Возле сторожки никого не было, дверь оказалась закрыта. Ушел, наверное, попытался убедить себя Сергей, в глубине души зная правду. Разлилось что-то в воздухе, который внезапно стал гуще, плотнее. Случилось плохое, и Сергею почудилось, что даже небо низко нависло над убогим домишкой, навалилось, стало давить к земле.
Он обошел неказистое строение, заглянул в окно, но внутри было темно, ничего не разглядеть. Постучал, окликая Васька, понимая, что ответа не будет.
Выбить дверь оказалось несложно. Она держалась на честном слове. Предчувствие было верным: Васек никуда не уходил. Лежал на топчане; спал, не раздеваясь. Трясясь от ужаса, Сергей приблизился к телу, заставил себя присмотреться.
Рот Васька был широко раскрыт, словно он и мертвым кричал во весь голос. Глаза тоже были распахнуты, чуть не выкатывались из орбит. Вероятно, врачи скажут, что сторож допился до смерти, вот сердце и не выдержало, но Сергей знал, что это не так.
И бутылок в комнате не было.
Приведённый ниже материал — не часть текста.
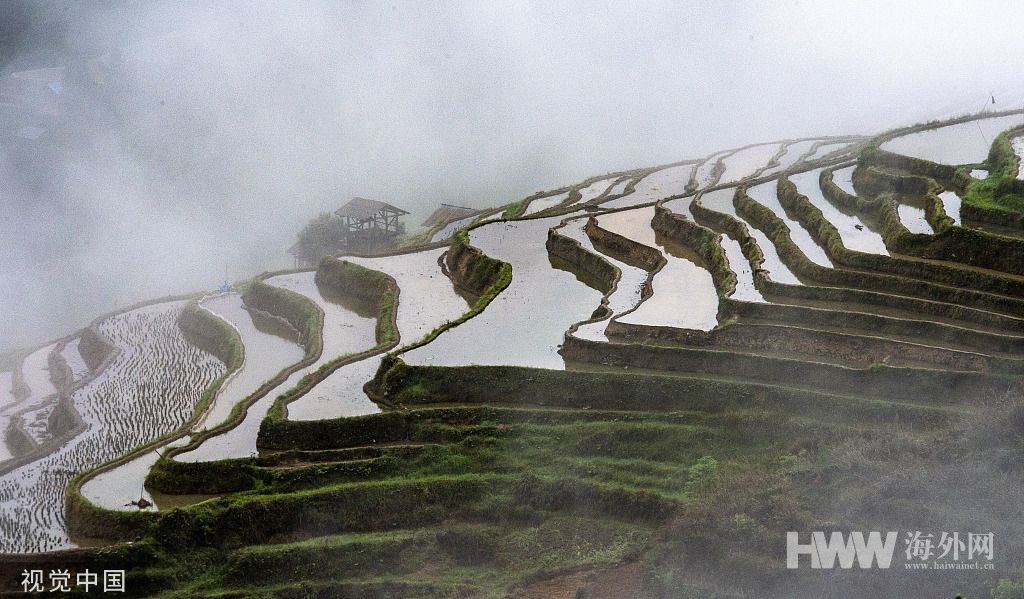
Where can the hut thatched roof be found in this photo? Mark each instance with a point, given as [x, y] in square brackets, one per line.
[363, 208]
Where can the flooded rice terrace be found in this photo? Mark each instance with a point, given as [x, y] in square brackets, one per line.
[427, 300]
[150, 388]
[962, 143]
[527, 321]
[345, 332]
[856, 233]
[266, 354]
[684, 295]
[656, 185]
[628, 292]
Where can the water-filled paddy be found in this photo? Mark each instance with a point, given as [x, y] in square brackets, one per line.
[721, 201]
[951, 204]
[826, 148]
[656, 185]
[964, 143]
[745, 162]
[36, 373]
[427, 300]
[266, 355]
[345, 332]
[79, 370]
[913, 219]
[794, 152]
[346, 329]
[595, 189]
[527, 321]
[854, 232]
[545, 203]
[844, 179]
[767, 196]
[705, 174]
[684, 292]
[1018, 145]
[150, 388]
[627, 293]
[745, 291]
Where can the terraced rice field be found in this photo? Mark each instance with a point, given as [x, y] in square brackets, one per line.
[430, 300]
[961, 143]
[6, 400]
[449, 229]
[266, 354]
[684, 295]
[855, 231]
[542, 204]
[530, 296]
[617, 401]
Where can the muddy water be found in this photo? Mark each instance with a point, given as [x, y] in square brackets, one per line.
[914, 219]
[265, 356]
[6, 400]
[747, 162]
[594, 189]
[346, 329]
[150, 388]
[721, 201]
[844, 178]
[627, 293]
[115, 488]
[71, 354]
[766, 195]
[854, 232]
[656, 185]
[705, 173]
[826, 148]
[964, 143]
[345, 332]
[524, 325]
[36, 370]
[427, 300]
[450, 228]
[744, 274]
[951, 204]
[793, 154]
[545, 203]
[684, 293]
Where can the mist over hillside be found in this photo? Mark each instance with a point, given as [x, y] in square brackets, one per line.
[156, 147]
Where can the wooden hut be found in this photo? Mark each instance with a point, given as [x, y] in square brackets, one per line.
[369, 223]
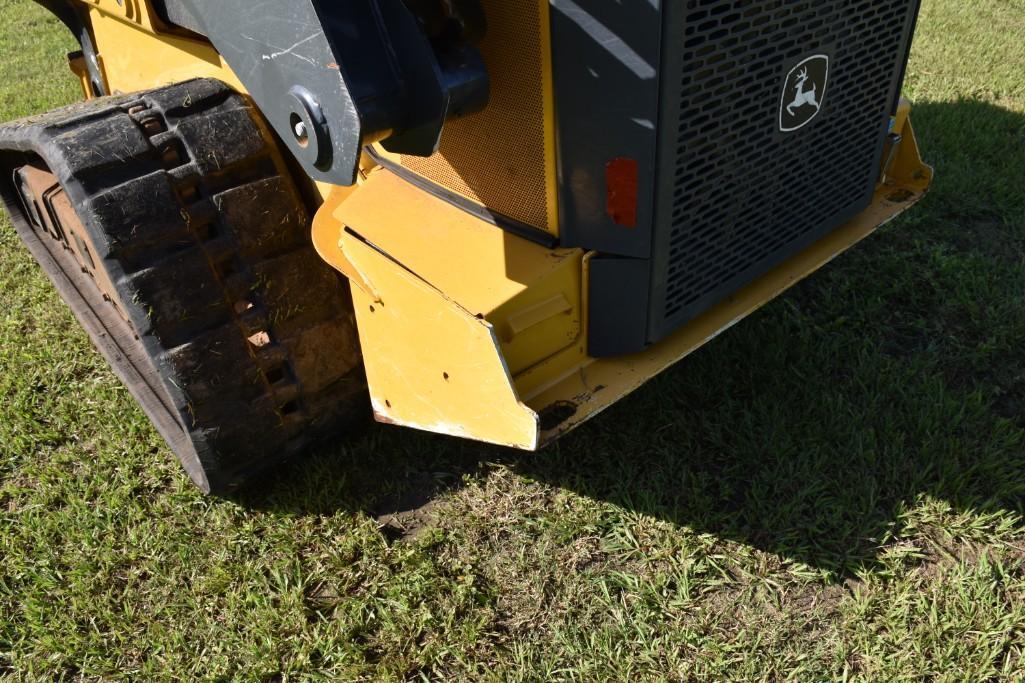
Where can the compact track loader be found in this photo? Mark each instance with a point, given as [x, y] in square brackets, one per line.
[492, 218]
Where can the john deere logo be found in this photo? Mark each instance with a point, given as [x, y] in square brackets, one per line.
[804, 92]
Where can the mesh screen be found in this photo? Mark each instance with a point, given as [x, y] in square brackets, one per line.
[742, 193]
[497, 157]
Если пил, куда делась тара?
Несчастный Васек умер от страха, от смертельного ужаса, увидев то, что ни один человек видеть не должен. Умер, потому что его навестило противоестественное, дикое, совершенно невозможное…
«То, что скоро явится и ко мне, – отстраненно подумал Сергей. – Или они станут приходить вдвоем».
Мысль привела его в чувство. Сергей попятился и выбежал из дома, ставшего местом расправы. Лишь оказавшись на центральной аллее, остановился, отдышался, сунул руку во внутренний карман. Мешочек был на месте, где ж ему быть. Теперь надо сделать то, о чем просил несчастный Васек.
Сергею не хотелось думать о том, что он виноват в смерти этого человека, пусть и никчемного, а все же живого, настоящего, того, кто еще вчера дышал, ходил, умолял о спасении.